Essa seria então a gênese de um dos conceitos mais famosos da psicanálise: a interpretação dos sonhos.
Nele Freud postula que os sonhos são formações do inconsciente, podendo ser interpretados para que se possa investigar as possíveis origens das neuroses.
Desaprovados pelo superego, os desejos seriam então recalcados no inconsciente de forma que o indivíduo possa conviver de forma segura e aceitável na sociedade.
Esses desejos do inconsciente encontraríam no sonho uma forma de serem expressados, porém de forma dissimulada através de símbolos que ocultaríam seu real significado.
Na clínica, analista e analisando teriam então que iniciar uma investigação interpretativa desses sonhos de forma a dar significado a essa expressão.
CENA 9: Ato falho de Cecily a 1 hora e 26 minutos de filme.
Conceito psicanalítico: Ato falho
Na análise que Freud fazia com Cecily, esta diz “Foi a época mais feliz da minha vida.” enquanto narrava o acidente grave de sua mãe, e logo depois se corrige dizendo que não foi isso que quis dizer.
Logo depois ela diz “Ela dizia que fui criada como uma prostituta.”, se corrigindo depois para “protestante”, se corrigindo novamente.
Ambos os atos falhos indicam uma disputa da filha com a mãe pelo amor do pai, num Complexo de Édipo não resolvido.
As inúmeras alusões à psicanálise
De fato, o filme é feito de inúmeras alusões à teoria psicanalítica. Outros exemplos são:
- o sintoma de Freud no cemitério devido ao recalque edípico;
- a transferência de Cecily, projetando a figura paterna em Breuer e depois em Freud;
- a associação livre que Freud descobre ser mais eficaz do que a hipnose;
- a catarse de Cecily ao declarar que odiava o pai por achar que foi preterida por causa das prostitutas;
- o trauma pelo abuso realizado por seu pai, mesmo que fantasiado;
- o determinismo psíquico postulado por Freud ao entender que sua memória em relação a sua irmã falhara por um determinado motivo;
- a culpa de Cecily gerada por um consciente ou superego que a acusava de acusar seu pai de um crime;
- sua negação ao ser confrontada por Freud;
- a descoberta do Complexo de Édipo por Freud ao concluir que Cecily não teve um trauma reprimido, mas sim o fantasiou;
- o princípio do prazer e as fases do desenvolvimento psicossexual anunciada em sua palestra ao final do filme.
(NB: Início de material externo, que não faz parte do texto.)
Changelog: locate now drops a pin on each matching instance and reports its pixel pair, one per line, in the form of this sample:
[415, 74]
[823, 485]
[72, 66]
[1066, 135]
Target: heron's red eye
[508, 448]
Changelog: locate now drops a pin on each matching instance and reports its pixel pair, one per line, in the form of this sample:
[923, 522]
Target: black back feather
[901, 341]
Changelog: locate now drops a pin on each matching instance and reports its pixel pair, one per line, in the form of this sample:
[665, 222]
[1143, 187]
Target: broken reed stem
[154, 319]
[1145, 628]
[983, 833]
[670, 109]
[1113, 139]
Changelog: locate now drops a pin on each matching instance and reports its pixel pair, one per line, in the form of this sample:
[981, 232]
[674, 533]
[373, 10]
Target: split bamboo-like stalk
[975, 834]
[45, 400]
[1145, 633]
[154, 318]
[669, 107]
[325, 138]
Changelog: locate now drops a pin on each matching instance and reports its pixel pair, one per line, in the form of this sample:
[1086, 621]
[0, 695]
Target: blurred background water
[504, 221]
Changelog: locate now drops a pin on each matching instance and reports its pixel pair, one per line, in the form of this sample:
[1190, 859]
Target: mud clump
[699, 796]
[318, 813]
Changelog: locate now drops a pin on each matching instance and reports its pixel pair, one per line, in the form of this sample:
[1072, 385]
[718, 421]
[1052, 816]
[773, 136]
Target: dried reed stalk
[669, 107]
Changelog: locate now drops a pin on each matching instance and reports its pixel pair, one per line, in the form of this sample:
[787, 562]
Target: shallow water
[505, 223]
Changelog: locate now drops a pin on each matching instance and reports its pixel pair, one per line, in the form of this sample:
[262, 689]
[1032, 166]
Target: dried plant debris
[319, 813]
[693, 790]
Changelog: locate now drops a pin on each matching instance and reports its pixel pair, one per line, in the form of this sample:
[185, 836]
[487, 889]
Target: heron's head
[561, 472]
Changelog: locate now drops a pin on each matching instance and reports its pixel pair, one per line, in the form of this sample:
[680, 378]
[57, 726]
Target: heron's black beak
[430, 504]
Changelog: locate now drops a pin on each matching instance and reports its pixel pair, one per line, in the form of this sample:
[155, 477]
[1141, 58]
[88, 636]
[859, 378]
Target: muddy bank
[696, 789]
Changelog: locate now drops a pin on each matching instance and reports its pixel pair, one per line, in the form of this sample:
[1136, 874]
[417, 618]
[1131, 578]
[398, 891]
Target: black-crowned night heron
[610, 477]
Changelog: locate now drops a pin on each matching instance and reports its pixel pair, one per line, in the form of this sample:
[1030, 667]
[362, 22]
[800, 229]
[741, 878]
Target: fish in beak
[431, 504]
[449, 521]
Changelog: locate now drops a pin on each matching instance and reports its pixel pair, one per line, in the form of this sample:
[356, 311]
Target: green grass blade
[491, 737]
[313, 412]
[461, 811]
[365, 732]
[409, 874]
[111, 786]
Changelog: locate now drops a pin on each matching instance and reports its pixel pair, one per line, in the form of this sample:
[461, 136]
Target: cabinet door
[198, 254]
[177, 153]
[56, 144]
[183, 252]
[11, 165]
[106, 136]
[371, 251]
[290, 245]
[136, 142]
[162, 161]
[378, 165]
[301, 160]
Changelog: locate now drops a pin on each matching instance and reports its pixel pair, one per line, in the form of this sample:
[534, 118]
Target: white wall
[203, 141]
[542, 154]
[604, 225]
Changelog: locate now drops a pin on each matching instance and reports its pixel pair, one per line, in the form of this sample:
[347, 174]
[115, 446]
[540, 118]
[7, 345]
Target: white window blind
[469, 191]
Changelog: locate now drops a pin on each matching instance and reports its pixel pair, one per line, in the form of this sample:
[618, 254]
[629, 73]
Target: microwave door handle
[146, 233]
A conclusão a que chegamos é que Sigmund Freud entrou para a história da humanidade como um gênio que ousou interpretar a mente humana como nenhum outro pode fazê-lo antes.
Assim ele contribuiu para experimentarmos de forma mais profunda a máxima délfica: “conhece a ti mesmo”.
REFERÊNCIAS BIBLIOGRÁFICAS
- FREUD além da alma. Direção de John Huston. Produção de Wolfgang Reinhardt. EUA: 1962. DVD (139 min).
- ZIMERMAN, D. E. Fundamentos Psicanalíticos: Teoria, técnica e clínica. Porto Alegre: Artmed, 1999.